Opened 10 years ago
Closed 8 years ago
#12058 closed defect (fixed)
Bad email default regexp
Reported by: | Dirk Stöcker | Owned by: | Steffen Hoffmann |
---|---|---|---|
Priority: | normal | Component: | AccountManagerPlugin |
Severity: | normal | Keywords: | registration antirobot |
Cc: | Trac Release: | 0.11 |
Description
Default email regexp is:
(?i)^[A-Z0-9._%+-]+@(?:[A-Z0-9-]+\.)+[A-Z]{2,6}$
it should be
(?i)^[A-Z0-9._%+-]+@(?:[A-Z0-9.-]+\.)+[A-Z]{2,6}$
or otherwise subdomains are not possible.
This still prevents Umlauts like äöü and so on. You can reach me e.g. with dstöcker.de domain :-)
Attachments (0)
Change History (15)
comment:2 Changed 10 years ago by
Regarding subdomain: a space at the end of the mail prevented matching, not the subdomain. Sorry for that. Still jun66j5's comment stays valid and other valid UTF-8 characters.

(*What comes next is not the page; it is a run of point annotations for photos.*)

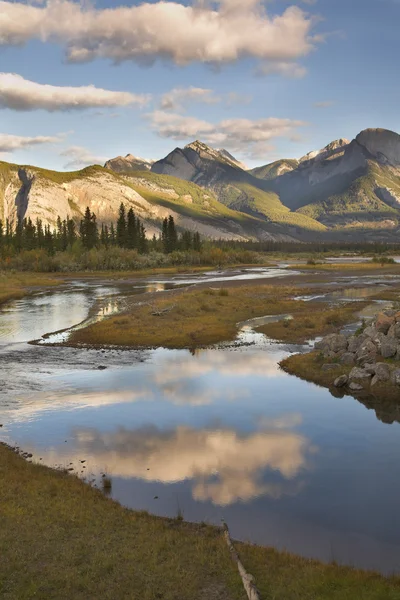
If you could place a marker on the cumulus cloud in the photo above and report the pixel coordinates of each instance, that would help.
(21, 94)
(325, 104)
(178, 98)
(224, 465)
(11, 143)
(79, 157)
(220, 33)
(249, 137)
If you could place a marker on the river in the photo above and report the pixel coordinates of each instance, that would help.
(212, 434)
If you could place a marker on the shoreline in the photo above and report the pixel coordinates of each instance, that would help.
(59, 513)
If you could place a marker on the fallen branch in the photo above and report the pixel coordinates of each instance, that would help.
(248, 580)
(159, 313)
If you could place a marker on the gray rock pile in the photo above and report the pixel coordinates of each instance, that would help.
(366, 353)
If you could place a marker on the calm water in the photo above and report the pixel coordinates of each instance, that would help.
(217, 434)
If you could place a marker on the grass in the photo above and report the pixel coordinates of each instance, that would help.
(17, 285)
(313, 318)
(367, 266)
(307, 366)
(193, 317)
(62, 539)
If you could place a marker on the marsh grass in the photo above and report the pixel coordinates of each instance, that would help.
(62, 539)
(310, 319)
(193, 317)
(18, 285)
(307, 366)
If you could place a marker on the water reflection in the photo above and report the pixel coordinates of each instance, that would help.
(221, 433)
(224, 465)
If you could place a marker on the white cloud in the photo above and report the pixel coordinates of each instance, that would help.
(249, 137)
(287, 69)
(221, 33)
(325, 104)
(178, 98)
(224, 465)
(21, 94)
(80, 157)
(11, 143)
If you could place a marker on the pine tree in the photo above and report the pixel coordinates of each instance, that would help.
(121, 227)
(88, 230)
(172, 235)
(164, 235)
(71, 231)
(196, 242)
(132, 240)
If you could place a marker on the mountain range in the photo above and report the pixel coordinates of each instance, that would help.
(347, 190)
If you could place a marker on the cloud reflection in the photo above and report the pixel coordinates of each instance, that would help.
(224, 465)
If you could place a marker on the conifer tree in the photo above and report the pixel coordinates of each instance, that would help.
(121, 227)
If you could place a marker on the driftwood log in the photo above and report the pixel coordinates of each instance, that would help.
(159, 313)
(248, 580)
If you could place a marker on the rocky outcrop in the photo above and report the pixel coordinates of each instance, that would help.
(128, 164)
(366, 352)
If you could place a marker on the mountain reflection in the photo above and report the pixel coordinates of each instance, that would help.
(225, 466)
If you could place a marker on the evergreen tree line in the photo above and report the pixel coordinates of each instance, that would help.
(128, 232)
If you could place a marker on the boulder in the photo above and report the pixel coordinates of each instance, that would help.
(355, 387)
(394, 331)
(355, 341)
(382, 372)
(395, 377)
(383, 323)
(358, 373)
(368, 347)
(348, 358)
(370, 331)
(341, 381)
(335, 342)
(389, 348)
(329, 367)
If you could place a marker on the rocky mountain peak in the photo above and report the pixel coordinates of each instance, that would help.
(327, 151)
(382, 144)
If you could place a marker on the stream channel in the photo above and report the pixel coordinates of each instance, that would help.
(210, 434)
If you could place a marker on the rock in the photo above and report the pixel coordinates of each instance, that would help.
(395, 377)
(348, 358)
(382, 372)
(383, 323)
(368, 347)
(334, 342)
(355, 387)
(367, 358)
(389, 348)
(370, 331)
(358, 373)
(394, 331)
(329, 367)
(341, 381)
(355, 341)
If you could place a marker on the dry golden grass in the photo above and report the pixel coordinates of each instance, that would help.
(312, 319)
(308, 367)
(367, 266)
(17, 285)
(61, 539)
(193, 318)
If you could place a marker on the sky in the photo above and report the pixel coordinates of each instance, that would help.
(81, 81)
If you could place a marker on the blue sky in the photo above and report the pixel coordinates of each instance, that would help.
(258, 97)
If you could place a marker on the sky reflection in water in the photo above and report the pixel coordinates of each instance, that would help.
(224, 434)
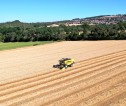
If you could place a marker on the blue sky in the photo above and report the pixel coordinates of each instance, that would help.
(56, 10)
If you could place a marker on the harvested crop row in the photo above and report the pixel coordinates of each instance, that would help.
(88, 82)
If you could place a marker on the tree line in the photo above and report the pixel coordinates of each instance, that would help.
(22, 32)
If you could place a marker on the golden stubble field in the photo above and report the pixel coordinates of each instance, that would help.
(98, 77)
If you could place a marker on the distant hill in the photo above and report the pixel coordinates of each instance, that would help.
(102, 19)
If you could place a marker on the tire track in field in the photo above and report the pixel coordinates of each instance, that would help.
(55, 72)
(67, 74)
(59, 87)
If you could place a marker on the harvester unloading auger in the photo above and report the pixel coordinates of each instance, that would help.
(64, 63)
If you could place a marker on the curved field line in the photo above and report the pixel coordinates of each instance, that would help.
(58, 77)
(48, 73)
(80, 82)
(51, 98)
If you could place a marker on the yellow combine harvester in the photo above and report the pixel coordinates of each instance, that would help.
(64, 63)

comment:3 follow-up: 4 Changed 10 years ago by
dstöcker.de
This is way off-standard, isn't it? Even if current standards allow it without question, where does this discussion end in UTF-8 land? Allow only German an Japanese chars, but no Russian ones? You're certainly able to do that. However I think, that an admin should open up such degrees of freedom only after very careful consideration.
Speaking of the subject, SPAM prevention, there are likely more UTF-8 spam email addresses than legitimate ones, not even to speak of the total of real users, that only own an email address with UTF-8 chars.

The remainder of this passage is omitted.